Tips for moving at the speed of business
My name is Darren Herman and I’m the VP of Content Services at Mozilla. My team at Mozilla not only partners with many different internal organizations but we also increasingly rely on outside partners. I want to make sure we are equipped for working with clients and partners so I sent this note to my team this morning. I hope you can learn something from it. When not on Medium, I can be found at http://www.darrenherman.com and @dherman76.
Every so often, my former boss used to send an email out to the company which outlined his expectations for working at the speed of business. The first few times I received the email, I thought it was completely pointless because I thought everyone already worked effectively and efficiently. Boy was I wrong.
While the expectations below are mine, they are out of respect for all members of our team and every single partner (inside and out) that we work with. What I don’t want here is a debate of expectations. What I do want is for everyone to learn to follow them — even if it’s not the style that you are accustomed to. I promise they will become natural over time and will set us up as being a solid partner.
Before we begin, lets simply answer the question: Why do we want to be a solid partner?
In life, pretty much everything comes down to relationships. Love it or hate it, relationships matter. It’s not necessarily the quantity of relationships that count, but rather the quality.
- Trying to get a last minute ticket to the Toronto Maple Leafs game? Relationships count.
- Trying to get your child into preschool? Relationships count.
- Trying to get your app promoted in the iOS App Store? Relationships count.

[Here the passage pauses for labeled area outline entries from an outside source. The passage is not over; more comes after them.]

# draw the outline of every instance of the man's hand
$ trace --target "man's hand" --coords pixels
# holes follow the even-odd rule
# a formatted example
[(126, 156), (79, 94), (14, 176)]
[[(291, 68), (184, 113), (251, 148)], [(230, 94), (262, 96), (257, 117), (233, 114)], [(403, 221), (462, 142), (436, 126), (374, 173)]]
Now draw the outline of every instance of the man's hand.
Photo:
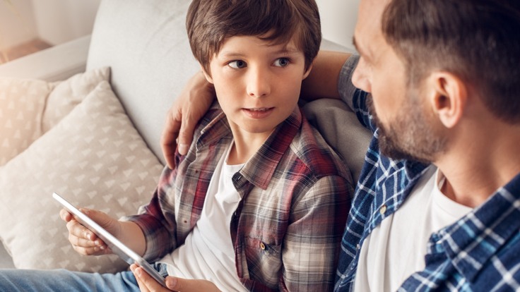
[(170, 169), (175, 166), (177, 142), (179, 153), (186, 154), (191, 144), (195, 127), (211, 106), (215, 97), (215, 88), (200, 71), (188, 81), (168, 111), (160, 144), (162, 154)]
[[(117, 220), (102, 212), (80, 209), (111, 233), (116, 234), (119, 232), (120, 226)], [(112, 253), (103, 241), (76, 221), (74, 216), (67, 210), (61, 209), (59, 217), (67, 223), (69, 241), (72, 244), (74, 250), (84, 255), (100, 255)]]
[(220, 292), (216, 286), (206, 280), (190, 280), (168, 276), (166, 277), (166, 286), (164, 288), (151, 276), (136, 264), (130, 266), (130, 269), (136, 276), (139, 288), (143, 292), (182, 291), (182, 292)]

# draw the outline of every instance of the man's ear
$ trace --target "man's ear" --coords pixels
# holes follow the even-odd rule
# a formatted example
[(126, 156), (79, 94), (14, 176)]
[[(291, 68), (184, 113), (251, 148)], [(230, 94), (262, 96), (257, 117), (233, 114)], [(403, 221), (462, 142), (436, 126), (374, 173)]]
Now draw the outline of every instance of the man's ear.
[(307, 78), (307, 76), (309, 76), (309, 74), (310, 74), (311, 73), (311, 70), (312, 70), (312, 63), (309, 65), (309, 68), (307, 68), (305, 72), (303, 73), (303, 77), (302, 77), (302, 80), (304, 80)]
[(208, 80), (208, 83), (213, 84), (213, 78), (211, 78), (211, 74), (208, 74), (208, 72), (206, 72), (206, 69), (204, 69), (204, 66), (202, 65), (201, 65), (201, 69), (202, 69), (202, 73), (204, 74), (206, 80)]
[(435, 72), (429, 79), (430, 102), (434, 112), (445, 127), (454, 127), (466, 109), (468, 99), (466, 83), (448, 72)]

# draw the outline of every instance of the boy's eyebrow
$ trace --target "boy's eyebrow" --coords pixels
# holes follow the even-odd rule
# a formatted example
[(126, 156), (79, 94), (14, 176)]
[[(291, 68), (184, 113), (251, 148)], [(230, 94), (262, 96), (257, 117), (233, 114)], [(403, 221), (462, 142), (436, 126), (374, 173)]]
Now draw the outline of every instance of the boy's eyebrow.
[[(300, 53), (301, 50), (293, 48), (293, 49), (282, 49), (276, 51), (272, 52), (272, 54), (297, 54)], [(225, 58), (240, 58), (246, 56), (247, 55), (245, 54), (238, 52), (238, 51), (223, 51), (220, 54), (218, 54), (221, 57), (225, 57)]]
[(365, 59), (367, 59), (367, 55), (365, 54), (365, 51), (362, 51), (360, 49), (359, 46), (355, 42), (355, 36), (352, 37), (352, 44), (354, 45), (354, 48), (358, 51), (358, 52), (360, 54), (360, 56), (364, 57)]

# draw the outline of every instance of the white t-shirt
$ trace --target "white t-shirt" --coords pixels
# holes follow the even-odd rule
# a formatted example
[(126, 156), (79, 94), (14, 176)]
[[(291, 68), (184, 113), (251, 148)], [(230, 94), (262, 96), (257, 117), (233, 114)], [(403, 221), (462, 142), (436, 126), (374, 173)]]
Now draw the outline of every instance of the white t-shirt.
[(228, 154), (229, 150), (217, 164), (193, 231), (160, 262), (168, 264), (168, 274), (208, 280), (223, 291), (247, 291), (237, 275), (230, 233), (231, 217), (240, 202), (232, 178), (243, 164), (228, 165)]
[(430, 235), (472, 209), (452, 201), (440, 189), (445, 178), (432, 166), (410, 197), (384, 219), (361, 247), (355, 291), (395, 291), (413, 273), (425, 268)]

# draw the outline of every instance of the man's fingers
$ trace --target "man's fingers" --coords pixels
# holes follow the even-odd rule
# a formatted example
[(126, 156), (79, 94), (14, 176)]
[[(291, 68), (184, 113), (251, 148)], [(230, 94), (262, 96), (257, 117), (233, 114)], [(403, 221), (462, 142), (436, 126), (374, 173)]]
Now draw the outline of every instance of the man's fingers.
[(177, 138), (181, 128), (180, 117), (177, 118), (174, 110), (170, 109), (166, 115), (165, 127), (160, 137), (160, 147), (166, 163), (171, 169), (175, 167), (175, 148)]
[(171, 276), (166, 277), (169, 289), (182, 292), (220, 292), (214, 284), (207, 280), (189, 279)]
[(168, 291), (139, 266), (133, 264), (130, 266), (130, 269), (136, 276), (136, 280), (141, 291), (160, 292)]
[(189, 118), (183, 118), (179, 132), (179, 153), (182, 155), (188, 154), (188, 149), (193, 140), (196, 121), (189, 121)]

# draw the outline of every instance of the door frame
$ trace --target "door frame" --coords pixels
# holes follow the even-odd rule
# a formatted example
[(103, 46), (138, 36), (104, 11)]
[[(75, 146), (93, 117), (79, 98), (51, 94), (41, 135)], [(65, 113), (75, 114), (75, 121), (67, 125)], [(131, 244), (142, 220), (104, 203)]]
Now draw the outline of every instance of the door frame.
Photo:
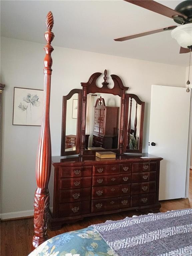
[(191, 98), (190, 99), (190, 113), (189, 114), (189, 134), (188, 136), (188, 145), (187, 149), (187, 170), (186, 170), (186, 182), (185, 185), (185, 198), (187, 198), (189, 196), (189, 174), (190, 172), (190, 162), (191, 161), (191, 140), (192, 140), (192, 99), (191, 91), (192, 85), (189, 87), (191, 88), (190, 93)]

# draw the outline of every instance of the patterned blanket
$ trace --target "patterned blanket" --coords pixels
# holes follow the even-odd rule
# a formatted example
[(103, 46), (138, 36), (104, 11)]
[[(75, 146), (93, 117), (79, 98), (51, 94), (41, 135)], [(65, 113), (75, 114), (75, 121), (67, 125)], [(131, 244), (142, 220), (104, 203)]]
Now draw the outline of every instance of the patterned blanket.
[(93, 226), (119, 256), (192, 255), (192, 209)]
[(192, 255), (192, 209), (107, 221), (64, 233), (29, 255)]

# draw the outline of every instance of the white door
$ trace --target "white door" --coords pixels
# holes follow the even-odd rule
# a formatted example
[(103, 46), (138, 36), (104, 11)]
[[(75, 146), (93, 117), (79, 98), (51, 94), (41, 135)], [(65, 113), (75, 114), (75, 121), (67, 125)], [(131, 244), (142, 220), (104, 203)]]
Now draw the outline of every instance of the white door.
[(186, 88), (152, 86), (148, 152), (163, 158), (160, 200), (185, 197), (190, 97)]

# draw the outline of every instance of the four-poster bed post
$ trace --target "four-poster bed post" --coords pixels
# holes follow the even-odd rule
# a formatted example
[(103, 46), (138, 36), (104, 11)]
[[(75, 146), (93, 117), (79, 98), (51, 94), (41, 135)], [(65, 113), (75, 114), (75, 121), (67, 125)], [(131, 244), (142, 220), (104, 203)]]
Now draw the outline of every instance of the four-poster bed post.
[(44, 103), (43, 123), (39, 140), (36, 161), (36, 178), (37, 188), (34, 198), (35, 235), (33, 246), (35, 248), (47, 240), (49, 194), (48, 188), (51, 173), (51, 147), (49, 125), (49, 105), (51, 77), (52, 69), (51, 54), (54, 49), (51, 45), (54, 38), (51, 32), (53, 17), (49, 12), (46, 24), (48, 31), (45, 33), (47, 43), (44, 47), (46, 55), (44, 59)]

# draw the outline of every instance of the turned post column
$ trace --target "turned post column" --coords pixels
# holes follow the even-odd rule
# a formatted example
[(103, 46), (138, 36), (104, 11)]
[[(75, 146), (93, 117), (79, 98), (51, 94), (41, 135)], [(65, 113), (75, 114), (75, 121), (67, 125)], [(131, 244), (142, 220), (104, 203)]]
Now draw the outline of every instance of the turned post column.
[(39, 139), (36, 160), (36, 178), (37, 187), (34, 198), (35, 235), (33, 238), (33, 245), (34, 248), (48, 238), (47, 231), (49, 194), (48, 186), (50, 177), (51, 163), (49, 105), (52, 63), (51, 54), (54, 50), (51, 43), (54, 38), (54, 34), (51, 32), (53, 23), (53, 14), (51, 12), (49, 12), (46, 19), (48, 31), (44, 34), (47, 43), (44, 47), (46, 55), (44, 59), (43, 117)]

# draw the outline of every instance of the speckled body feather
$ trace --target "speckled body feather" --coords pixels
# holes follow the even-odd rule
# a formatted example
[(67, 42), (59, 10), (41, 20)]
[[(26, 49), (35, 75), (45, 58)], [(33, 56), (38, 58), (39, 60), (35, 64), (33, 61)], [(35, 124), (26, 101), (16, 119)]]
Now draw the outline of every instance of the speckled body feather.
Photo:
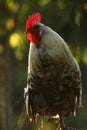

- Calling your barber for a last second haircut? Relationships count.
If our technology is as good as everyone else, then we need our relationships to help us stand out. Relationships with each other, our partners, our colleagues, the community, etc.
With all of the above said, here is what I expect within this team if we are going to move at the speed of business:
- Please read and respond to your emails within 24 hours. Simple. If the email is sitting in your inbox, please respond to it. No one on our team should wait more than 24 hours for an email response. My personal general room of thumb is that all emails get answered the same day- I do not go to sleep without a cleared inbox. I realize that this is a bit OCD and you might need a tiny bit longer.

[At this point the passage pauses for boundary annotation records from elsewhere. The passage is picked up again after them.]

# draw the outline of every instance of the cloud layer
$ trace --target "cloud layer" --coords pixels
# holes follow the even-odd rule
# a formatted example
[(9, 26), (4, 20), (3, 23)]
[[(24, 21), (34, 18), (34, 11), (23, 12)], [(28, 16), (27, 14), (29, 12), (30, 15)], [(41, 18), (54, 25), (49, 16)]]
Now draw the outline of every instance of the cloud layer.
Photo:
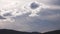
[[(58, 1), (59, 0), (40, 0), (40, 2), (46, 3), (47, 5), (51, 6), (55, 6), (55, 3), (59, 6), (60, 2)], [(25, 10), (20, 9), (21, 8), (3, 10), (1, 12), (2, 15), (0, 14), (0, 18), (3, 19), (3, 17), (5, 17), (8, 18), (7, 20), (10, 20), (9, 18), (13, 18), (15, 19), (15, 22), (0, 21), (0, 29), (6, 28), (27, 32), (38, 31), (42, 33), (60, 29), (60, 9), (42, 8), (37, 14), (39, 16), (35, 17), (29, 17), (28, 15), (30, 15), (31, 13), (28, 10), (25, 9), (25, 12)]]

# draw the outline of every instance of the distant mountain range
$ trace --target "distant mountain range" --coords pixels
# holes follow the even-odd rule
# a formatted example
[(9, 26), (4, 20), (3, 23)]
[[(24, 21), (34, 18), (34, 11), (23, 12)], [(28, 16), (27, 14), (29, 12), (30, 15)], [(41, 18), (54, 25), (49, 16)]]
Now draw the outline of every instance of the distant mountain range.
[(10, 29), (0, 29), (0, 34), (60, 34), (60, 30), (50, 31), (46, 33), (39, 33), (39, 32), (22, 32)]

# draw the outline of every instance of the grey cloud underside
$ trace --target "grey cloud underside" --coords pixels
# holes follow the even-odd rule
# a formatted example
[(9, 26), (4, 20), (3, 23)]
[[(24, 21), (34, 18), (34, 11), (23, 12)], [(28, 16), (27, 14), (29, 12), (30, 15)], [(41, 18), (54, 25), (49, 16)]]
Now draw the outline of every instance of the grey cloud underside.
[[(60, 5), (60, 0), (50, 0), (50, 2), (46, 0), (45, 3), (50, 5)], [(28, 17), (28, 14), (17, 16), (14, 18), (16, 20), (14, 23), (6, 22), (6, 25), (0, 27), (27, 32), (60, 30), (60, 10), (42, 9), (41, 12), (38, 13), (38, 17)], [(0, 18), (2, 19), (3, 17), (0, 16)]]
[(31, 3), (31, 9), (37, 9), (39, 7), (39, 5), (35, 2)]
[(60, 5), (60, 0), (39, 0), (39, 2), (48, 4), (48, 5)]
[(4, 17), (0, 16), (0, 19), (6, 19), (6, 18), (4, 18)]

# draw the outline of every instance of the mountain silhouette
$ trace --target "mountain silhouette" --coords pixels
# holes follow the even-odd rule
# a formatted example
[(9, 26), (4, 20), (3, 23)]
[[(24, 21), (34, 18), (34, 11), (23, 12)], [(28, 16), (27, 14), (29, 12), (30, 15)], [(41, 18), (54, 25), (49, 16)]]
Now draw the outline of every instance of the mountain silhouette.
[(10, 29), (0, 29), (0, 34), (40, 34), (38, 32), (22, 32)]
[(10, 29), (0, 29), (0, 34), (60, 34), (60, 30), (40, 33), (40, 32), (22, 32)]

- Manage Expectations. If something is going to take a bit longer time than expected, or something is coming out different than expected, please manage expectations. These are two simple examples but are illustrative of things that could happen on this team. Manage our expectations by letting us know ahead of time — even if it’s negative news.
- Deadlines are powerful and build trust. Every piece of output should have a deadline set to it — which helps #2 above. Do not miss deadlines — if you do, manage the expectations of the team waiting for it. Chances are, the people waiting for the output are only one constituency waiting… there are probably other downstream effects as well. If you continue to hit deadlines (great!), then you will build trust with your colleagues.

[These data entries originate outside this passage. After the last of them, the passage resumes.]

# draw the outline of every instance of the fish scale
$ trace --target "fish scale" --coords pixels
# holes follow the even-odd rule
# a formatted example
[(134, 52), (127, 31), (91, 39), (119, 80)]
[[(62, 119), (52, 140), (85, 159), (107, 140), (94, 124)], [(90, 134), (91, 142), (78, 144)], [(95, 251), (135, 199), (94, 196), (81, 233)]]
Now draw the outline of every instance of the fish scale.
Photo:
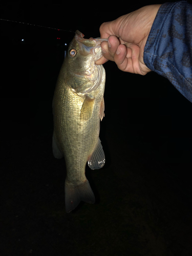
[[(83, 37), (77, 31), (69, 45), (53, 100), (53, 152), (55, 157), (64, 156), (66, 160), (67, 212), (80, 201), (95, 202), (85, 175), (86, 163), (88, 161), (89, 167), (94, 169), (102, 167), (105, 162), (99, 135), (103, 116), (105, 75), (103, 66), (97, 66), (95, 61), (101, 56), (101, 42), (106, 39)], [(88, 75), (90, 73), (88, 70), (92, 69)]]

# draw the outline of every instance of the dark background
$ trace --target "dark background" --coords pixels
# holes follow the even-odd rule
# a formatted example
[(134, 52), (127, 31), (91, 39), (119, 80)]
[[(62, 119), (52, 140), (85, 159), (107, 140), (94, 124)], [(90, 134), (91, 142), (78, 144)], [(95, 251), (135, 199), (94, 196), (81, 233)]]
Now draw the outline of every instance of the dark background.
[[(1, 18), (78, 29), (88, 38), (99, 36), (103, 22), (155, 3), (111, 11), (100, 2), (1, 2)], [(0, 23), (0, 254), (192, 255), (191, 103), (154, 72), (105, 63), (106, 163), (86, 168), (96, 202), (66, 214), (65, 160), (52, 153), (52, 101), (74, 33)]]

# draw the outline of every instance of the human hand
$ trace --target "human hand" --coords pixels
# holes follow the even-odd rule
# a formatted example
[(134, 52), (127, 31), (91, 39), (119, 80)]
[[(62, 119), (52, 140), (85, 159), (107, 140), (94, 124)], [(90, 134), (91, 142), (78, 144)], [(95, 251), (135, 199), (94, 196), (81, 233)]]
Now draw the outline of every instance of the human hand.
[(151, 70), (143, 61), (144, 48), (153, 23), (161, 5), (142, 7), (100, 27), (103, 56), (96, 61), (103, 64), (115, 61), (122, 71), (146, 75)]

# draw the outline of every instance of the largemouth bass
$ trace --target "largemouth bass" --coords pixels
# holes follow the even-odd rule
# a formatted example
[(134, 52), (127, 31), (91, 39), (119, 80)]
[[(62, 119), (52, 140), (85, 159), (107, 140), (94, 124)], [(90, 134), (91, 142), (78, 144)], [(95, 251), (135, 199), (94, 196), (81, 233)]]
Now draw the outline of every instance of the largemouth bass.
[(95, 202), (85, 175), (86, 163), (92, 169), (99, 169), (105, 161), (99, 138), (105, 74), (103, 66), (95, 62), (102, 56), (101, 42), (108, 39), (83, 37), (77, 30), (69, 45), (53, 101), (53, 153), (56, 158), (64, 156), (66, 160), (67, 212), (81, 201)]

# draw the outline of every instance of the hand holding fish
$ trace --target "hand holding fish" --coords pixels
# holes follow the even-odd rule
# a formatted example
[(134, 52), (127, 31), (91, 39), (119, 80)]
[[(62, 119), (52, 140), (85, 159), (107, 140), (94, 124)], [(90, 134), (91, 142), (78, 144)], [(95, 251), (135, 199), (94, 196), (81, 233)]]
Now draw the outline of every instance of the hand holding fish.
[(103, 56), (97, 65), (115, 61), (123, 71), (146, 75), (151, 70), (143, 61), (144, 48), (161, 5), (142, 7), (100, 28), (101, 38), (108, 38), (101, 46)]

- Every meeting should have an agenda and a start/stop time. Very straight forward — but circulate an agenda in the calendar invite (and/or other document) ahead of the meeting so people can prepare. Show up on time and if the meeting is running over the allotted time, the chairperson of the meeting should promptly end the meeting (its not rude) OR ask to extend the time if everyone can continue participating.
- If a meeting is on your calendar, attend it. Missing calendared meetings is rude and disrespectful. Attend meetings and communicate ahead of time if you have to modify/cancel your meeting.
- No one should wonder where you are. If you aren’t coming into the office until 11am one day, communicate that with others in the office ahead of time. Why? People rely on you and often might look for you and wonder when you are coming in. It’s not about flexibility of coming in when you want, but rather #2 above — manage the expectations of your team about when they should expect you to show up.
- Be respectful of others. All too often, we take respect for granted. We’re all guilty of it — we’re all on the same team fighting similar battles. Please be respectful of your peers.
- Leave nothing open-ended. Assign specific doers and task owners. Use specific calls-to-actions in order to get things done. Accountability is key.
Hopefully this is helpful. It’s not a perfect list but will get us 75% better if we start to follow this. I’m as guilty as anyone else for not following this sometimes… but lets try to.